Becoming Necesssary

I met my sister for the first time when I was somewhere north of forty and she was a couple days shy of fourteen years older. We knew each other as children - there are plenty of Easter pictures to prove it - but back then I was just a tyke hugging a pink bunny and she was an awkward teen in gratuitously colored plaid bell-bottoms. Those weekends had to be trying for her. Time with her dad and his new much younger family couldn't have been much fun. Add in the drive to LA from Vegas and I know I'd have pitched a fit at sixteen.

Life went on. I grew up; my sister started a family and eventually got a PhD from UNLV. Our fourteen year age difference was a big deal through most of those years. After a Southwest road trip the Spring Break I turned eight, we saw each other just one time. I happened to be in Las Vegas for a tennis tournament my sophomore year of college and Pam, my then-brother-in-law, and toddler nephew (he recently turned thirty) came to watch. After that, nothing for twenty-plus years.

It wasn't on purpose. My life didn't take me to Las Vegas and hers didn't take her to Kansas or Michigan or Texas. Our dad stayed in San Diego and while we both visited fairly often, those visits never coincided. Until one weekend a few years back. My dad came to pick me up at the airport, like he always did, and I saw a woman I hardly recognized in the passenger's seat. Turned out to be my sister, Pam.

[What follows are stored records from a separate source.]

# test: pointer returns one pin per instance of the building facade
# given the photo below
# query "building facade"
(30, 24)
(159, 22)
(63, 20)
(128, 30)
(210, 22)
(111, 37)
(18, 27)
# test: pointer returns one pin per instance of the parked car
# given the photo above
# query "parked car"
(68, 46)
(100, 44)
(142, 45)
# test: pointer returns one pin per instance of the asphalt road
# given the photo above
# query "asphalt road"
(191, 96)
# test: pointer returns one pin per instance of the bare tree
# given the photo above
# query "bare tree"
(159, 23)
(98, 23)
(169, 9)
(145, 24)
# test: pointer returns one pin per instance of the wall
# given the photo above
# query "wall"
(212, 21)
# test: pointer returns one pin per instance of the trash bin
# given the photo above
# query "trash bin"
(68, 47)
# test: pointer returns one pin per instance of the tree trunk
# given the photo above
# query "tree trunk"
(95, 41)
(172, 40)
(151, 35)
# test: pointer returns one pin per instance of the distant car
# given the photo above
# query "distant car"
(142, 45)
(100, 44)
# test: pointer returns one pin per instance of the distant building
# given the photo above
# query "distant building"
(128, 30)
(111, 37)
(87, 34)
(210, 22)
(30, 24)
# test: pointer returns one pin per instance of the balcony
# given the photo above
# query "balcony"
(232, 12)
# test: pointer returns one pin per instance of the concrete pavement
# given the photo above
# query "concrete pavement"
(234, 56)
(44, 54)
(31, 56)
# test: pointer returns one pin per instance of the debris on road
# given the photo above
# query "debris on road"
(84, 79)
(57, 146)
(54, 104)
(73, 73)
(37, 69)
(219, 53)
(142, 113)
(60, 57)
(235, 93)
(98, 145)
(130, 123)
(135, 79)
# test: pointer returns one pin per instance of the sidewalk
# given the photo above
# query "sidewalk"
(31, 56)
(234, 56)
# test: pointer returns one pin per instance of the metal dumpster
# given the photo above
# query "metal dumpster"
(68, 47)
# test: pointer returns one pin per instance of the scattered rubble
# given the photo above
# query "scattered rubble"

We passed a good couple days just chilling on the love seat in my dad's TV room, watching football and probably a bit of Fox News. On Sunday afternoon, I pondered out loud if it might be ok to have a drink. It wasn't quite "cocktail hour", a near-religious practice in my dad and step-mom's house in those days, but it was football Sunday and I was on vacation. I recall cringing a little as I waited for an answer. I needn't have worried. Pam popped up off the couch and announced that it seemed like a good time for a glass of wine. That was the moment I (re)discovered my sister.

That's not to say our relationship is based solely around drinking. Hardly. I can count on one hand (ok, maybe two hands) the number of drinks we've shared since that afternoon. It merely highlights a moment in time, a memory, when I knew. After saying the majority of my life that I had one sister and one half-sister, I stopped. From that day on, I began saying that I had two sisters. There was no need any longer to designate Pam as "half" a sister.

Truthfully, I have as much in common with her as I do my middle sister, the one with whom I share both my mother and my father, if not more. Kelly and I share a history, one forged from sleeping in the same room and going to the same schools (including college). We knew each other as children, though have little more than a cursory acquaintance as adults. Like with Pam, it's never been purposeful. We went our separate ways after college - Kelly to the University of Wisconsin for grad school then to Minneapolis after, and me... Well, I went wherever the wind (or pretty women) took me, which  -- as yet -- has never been Wisconsin or Minnesota. We grew into adults who swapped  occasional emails and text messages (mostly pictures of our dogs). We meet up once a year or so and enjoy our visits, but we've never been "close".

I suppose that sounds bad from the outside looking in. One should be close to siblings, if not geographically then emotionally. Yes and no. Kelly and I are both fiercely independent and lead vastly different lives. We don't need each other (That's one thing we actually do have in common - we don't need people in our lives) and we refuse to force a relationship that isn't necessary. At this point. Some day, though, it might be necessary. We might be necessary.

Like Pam and I discovered this summer. After than initial weekend, we exchanged a few emails and text messages - I asked her for sisterly academic advice several times -  and we really did plan to get together again at some point. It just never materialized. Busy adult lives, that kind of thing. Then this summer our dad got sick. And we became necessary. We needed each other.

If there's a silver lining about my dad's aging, it's been getting to know my sister. In the past few months, we have spent more time together and learned more about each other than in the previous forty-eight years combined. We are as different as we are similar. She's a serious academic; I am merely an erstwhile amateur. She loves warmth and island vacations; I prefer the cold of Scandinavia.  She is art and music; I am sports. We are liberal, open-minded, and introverted. And we love our dad.

One day in some distant or not-so-distant future, Kelly and I might find ourselves in a similar situation. Our mother is a few years younger than our dad, but aging is inevitable (Sorry, Mom, but it is). And while I hope it never happens, we may find ourselves necessary; we may find ourselves rationalizing (and I may find myself blogging) about that very same silver lining.

I suppose that's the sibling life. You meet, you part, you meet again. I wonder what will happen to Pam and me after our dad passes. Will we part again when we are no longer necessary? I hope, if anything, this time has given us a closeness that will endure the test of time, space, and our older adulthood. I suppose all that is up to us more than chance, if the past is to be a lesson. And I suppose it should be. It should all be for something, shouldn't it?